相比唐然,林慕晴盡管那張美艷絕倫的臉龐上也是疲憊,但卻仍然堅持坐在另一邊的沙發上,手里端著一杯咖啡,雙手捧著一份文件在看著,對于唐然的話,她輕輕放下杯子,饒有意味的問:“怎么?然然大小姐現在是后悔答應周銘當這個唐氏家族的族長了?”
“當然不是!只要是銘哥哥說的事我都會認真去好的,絕不會后悔!”唐然著急著做起來說。
“好啦,我也只是隨便說說而已,你看把你給緊張的。”林慕晴說,“不過說真的,自己做老板和你原來在單位上班是完全不同的兩種情況,如果是在單位,你上班做自己分內的事,下了班就是你的自由時間,該你的假期一天也少不了;可現在這就不行了!”
“畢竟你是這個家族的掌門人,所有家族的事情都需要你來拍板,一旦出現了任何問題,別說是周末了,就算是凌晨三四點,你都必須要起來做事,休息?那就是自己想辦法調劑時間以后的奢望了。”林慕晴說。
唐然沉默了,她很清楚林慕晴可不是在和自己說笑,她更明白林慕晴這兩年就都是這么過來的,最后唐然眼神堅定的說:“放心吧慕晴姐,我會和你一樣,幫銘哥哥看好這個家的!”
面對唐然的堅定,林慕晴感到有些恍惚,似乎從唐然的身上看到了自己當年的影子,想當初周銘把港城的一切交給自己,那時的自己還是什么都不懂,不也都接下來了嗎?現在的唐然也是如此。
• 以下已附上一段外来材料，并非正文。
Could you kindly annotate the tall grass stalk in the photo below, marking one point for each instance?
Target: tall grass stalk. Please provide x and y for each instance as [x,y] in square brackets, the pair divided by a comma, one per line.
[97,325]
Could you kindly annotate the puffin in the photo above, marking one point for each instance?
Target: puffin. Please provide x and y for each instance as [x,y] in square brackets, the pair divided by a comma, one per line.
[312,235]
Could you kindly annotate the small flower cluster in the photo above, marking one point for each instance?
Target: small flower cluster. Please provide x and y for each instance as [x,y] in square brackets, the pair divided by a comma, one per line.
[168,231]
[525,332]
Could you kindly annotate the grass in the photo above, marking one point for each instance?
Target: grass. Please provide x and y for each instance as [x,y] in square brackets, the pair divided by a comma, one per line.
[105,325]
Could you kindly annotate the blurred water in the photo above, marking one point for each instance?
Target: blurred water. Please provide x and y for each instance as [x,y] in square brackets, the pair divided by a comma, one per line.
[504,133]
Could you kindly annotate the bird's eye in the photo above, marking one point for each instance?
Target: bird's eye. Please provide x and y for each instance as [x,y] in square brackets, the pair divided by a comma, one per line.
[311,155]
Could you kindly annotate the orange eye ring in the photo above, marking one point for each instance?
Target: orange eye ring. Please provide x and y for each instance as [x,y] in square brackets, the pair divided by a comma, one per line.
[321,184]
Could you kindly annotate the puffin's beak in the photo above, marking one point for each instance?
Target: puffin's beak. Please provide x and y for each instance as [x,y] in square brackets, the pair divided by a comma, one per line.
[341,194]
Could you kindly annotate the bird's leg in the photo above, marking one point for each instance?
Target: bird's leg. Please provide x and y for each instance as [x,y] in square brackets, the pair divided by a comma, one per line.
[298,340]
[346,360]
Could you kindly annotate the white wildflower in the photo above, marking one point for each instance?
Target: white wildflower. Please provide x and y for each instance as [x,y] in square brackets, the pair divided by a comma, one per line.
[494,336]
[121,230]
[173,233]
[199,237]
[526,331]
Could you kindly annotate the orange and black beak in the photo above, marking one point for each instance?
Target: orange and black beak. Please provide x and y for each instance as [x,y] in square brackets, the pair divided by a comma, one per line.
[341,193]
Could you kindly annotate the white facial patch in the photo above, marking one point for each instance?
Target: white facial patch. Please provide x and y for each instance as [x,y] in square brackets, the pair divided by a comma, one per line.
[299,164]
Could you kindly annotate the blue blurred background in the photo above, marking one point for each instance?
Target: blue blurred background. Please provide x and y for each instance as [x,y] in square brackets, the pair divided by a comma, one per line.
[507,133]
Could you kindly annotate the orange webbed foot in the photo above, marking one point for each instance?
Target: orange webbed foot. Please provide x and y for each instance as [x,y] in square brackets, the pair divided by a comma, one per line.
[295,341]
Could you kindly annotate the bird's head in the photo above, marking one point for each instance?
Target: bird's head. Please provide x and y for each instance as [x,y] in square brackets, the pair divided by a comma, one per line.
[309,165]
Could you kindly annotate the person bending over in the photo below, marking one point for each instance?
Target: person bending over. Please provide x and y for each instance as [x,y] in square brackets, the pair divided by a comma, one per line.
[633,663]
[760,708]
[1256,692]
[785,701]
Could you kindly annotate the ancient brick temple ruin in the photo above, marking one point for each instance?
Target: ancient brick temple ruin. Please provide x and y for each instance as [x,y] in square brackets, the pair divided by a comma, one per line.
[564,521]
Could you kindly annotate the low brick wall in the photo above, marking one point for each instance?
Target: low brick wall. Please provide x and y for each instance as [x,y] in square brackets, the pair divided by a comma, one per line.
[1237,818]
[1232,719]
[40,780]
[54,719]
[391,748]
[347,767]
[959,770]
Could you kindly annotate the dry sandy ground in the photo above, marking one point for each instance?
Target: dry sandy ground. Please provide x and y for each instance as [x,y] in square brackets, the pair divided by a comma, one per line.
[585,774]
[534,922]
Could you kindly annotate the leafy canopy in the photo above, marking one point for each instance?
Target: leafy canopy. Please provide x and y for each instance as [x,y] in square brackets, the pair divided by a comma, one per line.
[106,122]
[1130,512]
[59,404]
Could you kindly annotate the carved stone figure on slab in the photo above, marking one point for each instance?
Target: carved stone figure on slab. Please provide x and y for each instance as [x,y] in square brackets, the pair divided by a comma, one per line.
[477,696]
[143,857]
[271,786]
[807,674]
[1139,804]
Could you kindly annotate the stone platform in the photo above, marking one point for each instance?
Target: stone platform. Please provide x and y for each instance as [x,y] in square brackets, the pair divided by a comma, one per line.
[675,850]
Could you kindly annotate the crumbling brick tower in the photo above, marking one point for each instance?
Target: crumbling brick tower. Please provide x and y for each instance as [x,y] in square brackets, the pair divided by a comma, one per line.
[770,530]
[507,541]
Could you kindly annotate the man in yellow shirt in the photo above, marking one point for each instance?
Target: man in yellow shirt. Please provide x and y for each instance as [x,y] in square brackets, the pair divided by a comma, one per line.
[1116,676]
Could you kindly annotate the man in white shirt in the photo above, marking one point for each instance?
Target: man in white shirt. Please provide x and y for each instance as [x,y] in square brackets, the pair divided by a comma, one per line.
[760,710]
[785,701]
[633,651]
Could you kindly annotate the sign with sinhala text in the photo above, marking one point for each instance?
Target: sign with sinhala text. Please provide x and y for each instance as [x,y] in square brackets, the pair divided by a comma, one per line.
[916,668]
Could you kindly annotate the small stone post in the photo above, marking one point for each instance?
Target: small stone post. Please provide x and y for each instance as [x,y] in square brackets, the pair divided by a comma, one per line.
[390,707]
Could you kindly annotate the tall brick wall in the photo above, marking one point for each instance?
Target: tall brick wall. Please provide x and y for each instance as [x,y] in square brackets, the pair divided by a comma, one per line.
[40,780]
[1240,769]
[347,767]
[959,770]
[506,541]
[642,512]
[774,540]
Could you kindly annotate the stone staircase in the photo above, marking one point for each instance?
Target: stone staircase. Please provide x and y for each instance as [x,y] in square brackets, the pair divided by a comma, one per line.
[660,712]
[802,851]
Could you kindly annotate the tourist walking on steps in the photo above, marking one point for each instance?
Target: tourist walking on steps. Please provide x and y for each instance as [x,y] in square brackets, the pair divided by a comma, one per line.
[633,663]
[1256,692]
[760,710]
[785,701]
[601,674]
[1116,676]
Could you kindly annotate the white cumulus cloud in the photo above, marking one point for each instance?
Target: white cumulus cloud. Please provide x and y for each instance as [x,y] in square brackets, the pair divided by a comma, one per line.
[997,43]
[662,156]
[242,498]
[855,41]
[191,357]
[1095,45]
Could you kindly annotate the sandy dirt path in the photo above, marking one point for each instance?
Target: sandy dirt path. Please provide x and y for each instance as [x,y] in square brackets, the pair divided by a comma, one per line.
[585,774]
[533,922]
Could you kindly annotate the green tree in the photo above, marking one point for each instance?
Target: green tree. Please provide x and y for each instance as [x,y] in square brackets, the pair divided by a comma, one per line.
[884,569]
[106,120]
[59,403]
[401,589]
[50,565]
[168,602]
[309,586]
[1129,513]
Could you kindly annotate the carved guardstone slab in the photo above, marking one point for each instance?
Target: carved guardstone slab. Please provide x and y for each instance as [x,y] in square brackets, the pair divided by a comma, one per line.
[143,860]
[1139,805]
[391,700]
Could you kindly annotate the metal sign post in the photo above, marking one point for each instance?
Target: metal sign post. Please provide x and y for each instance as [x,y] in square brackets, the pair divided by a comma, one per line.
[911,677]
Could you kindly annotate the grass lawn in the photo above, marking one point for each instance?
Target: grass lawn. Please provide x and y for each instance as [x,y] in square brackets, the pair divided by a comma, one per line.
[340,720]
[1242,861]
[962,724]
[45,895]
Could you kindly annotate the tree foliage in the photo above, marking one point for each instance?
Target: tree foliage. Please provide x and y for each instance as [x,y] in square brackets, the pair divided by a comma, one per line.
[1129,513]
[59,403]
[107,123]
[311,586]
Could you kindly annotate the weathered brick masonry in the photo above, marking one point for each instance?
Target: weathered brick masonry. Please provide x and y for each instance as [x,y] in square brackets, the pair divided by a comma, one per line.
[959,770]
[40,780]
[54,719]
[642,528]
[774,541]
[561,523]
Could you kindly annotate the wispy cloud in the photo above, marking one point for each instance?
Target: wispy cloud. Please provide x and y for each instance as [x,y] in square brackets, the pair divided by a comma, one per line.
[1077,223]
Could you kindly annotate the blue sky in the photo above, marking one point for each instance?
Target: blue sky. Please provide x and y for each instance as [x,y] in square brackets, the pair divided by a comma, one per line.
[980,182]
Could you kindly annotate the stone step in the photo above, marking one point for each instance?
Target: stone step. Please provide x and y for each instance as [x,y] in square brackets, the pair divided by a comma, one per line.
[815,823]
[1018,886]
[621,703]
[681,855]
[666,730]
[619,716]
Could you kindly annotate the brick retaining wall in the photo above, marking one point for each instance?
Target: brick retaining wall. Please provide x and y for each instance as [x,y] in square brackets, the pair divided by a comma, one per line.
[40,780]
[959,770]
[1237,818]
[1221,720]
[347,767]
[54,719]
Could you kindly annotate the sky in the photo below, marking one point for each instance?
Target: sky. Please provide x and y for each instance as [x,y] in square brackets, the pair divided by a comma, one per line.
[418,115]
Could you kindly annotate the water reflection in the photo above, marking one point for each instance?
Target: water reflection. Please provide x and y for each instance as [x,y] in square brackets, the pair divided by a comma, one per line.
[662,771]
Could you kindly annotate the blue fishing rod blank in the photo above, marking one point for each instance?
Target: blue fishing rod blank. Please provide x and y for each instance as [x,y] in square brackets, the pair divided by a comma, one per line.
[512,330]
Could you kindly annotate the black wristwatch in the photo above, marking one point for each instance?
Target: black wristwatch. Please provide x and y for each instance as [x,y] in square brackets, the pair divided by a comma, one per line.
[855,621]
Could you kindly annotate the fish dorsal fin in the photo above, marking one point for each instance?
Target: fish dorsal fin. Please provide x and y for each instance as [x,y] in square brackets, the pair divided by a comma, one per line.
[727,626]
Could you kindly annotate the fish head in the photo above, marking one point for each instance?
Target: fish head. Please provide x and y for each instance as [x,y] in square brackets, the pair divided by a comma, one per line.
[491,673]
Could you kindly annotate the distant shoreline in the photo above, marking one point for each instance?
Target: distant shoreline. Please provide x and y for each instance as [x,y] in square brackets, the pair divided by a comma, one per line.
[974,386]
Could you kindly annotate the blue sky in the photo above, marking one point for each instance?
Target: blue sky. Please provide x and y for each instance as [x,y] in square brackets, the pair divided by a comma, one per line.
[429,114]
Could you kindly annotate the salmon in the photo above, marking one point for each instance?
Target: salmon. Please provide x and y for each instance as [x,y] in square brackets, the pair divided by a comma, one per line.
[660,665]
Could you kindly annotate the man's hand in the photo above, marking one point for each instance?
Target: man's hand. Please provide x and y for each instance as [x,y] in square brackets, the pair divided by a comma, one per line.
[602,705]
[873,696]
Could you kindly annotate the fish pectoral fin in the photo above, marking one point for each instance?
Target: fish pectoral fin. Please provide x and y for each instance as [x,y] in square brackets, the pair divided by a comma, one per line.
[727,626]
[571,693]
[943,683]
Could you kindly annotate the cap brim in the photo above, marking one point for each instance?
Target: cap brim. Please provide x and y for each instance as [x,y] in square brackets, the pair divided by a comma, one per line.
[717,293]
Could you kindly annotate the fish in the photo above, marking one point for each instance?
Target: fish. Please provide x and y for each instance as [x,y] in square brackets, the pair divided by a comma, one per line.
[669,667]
突然間林慕晴都有些吃起周銘的醋了,憑什么這個家伙就能得到自己和唐然的垂青呢?哦對了,還有仍然在國內的蘇涵,要知道她們放在其他不管什么地方,都一定是要被男人呵護的寶貝呢!
有些事情就是想什么來什么,當林慕晴想到這里的時候,她的手機卻突然響了起來,林慕晴接通,一個清脆但略帶疲憊的聲音從那邊傳來:“你好請問是慕晴姐嗎?我是蘇涵,我想你應該還記得我吧?”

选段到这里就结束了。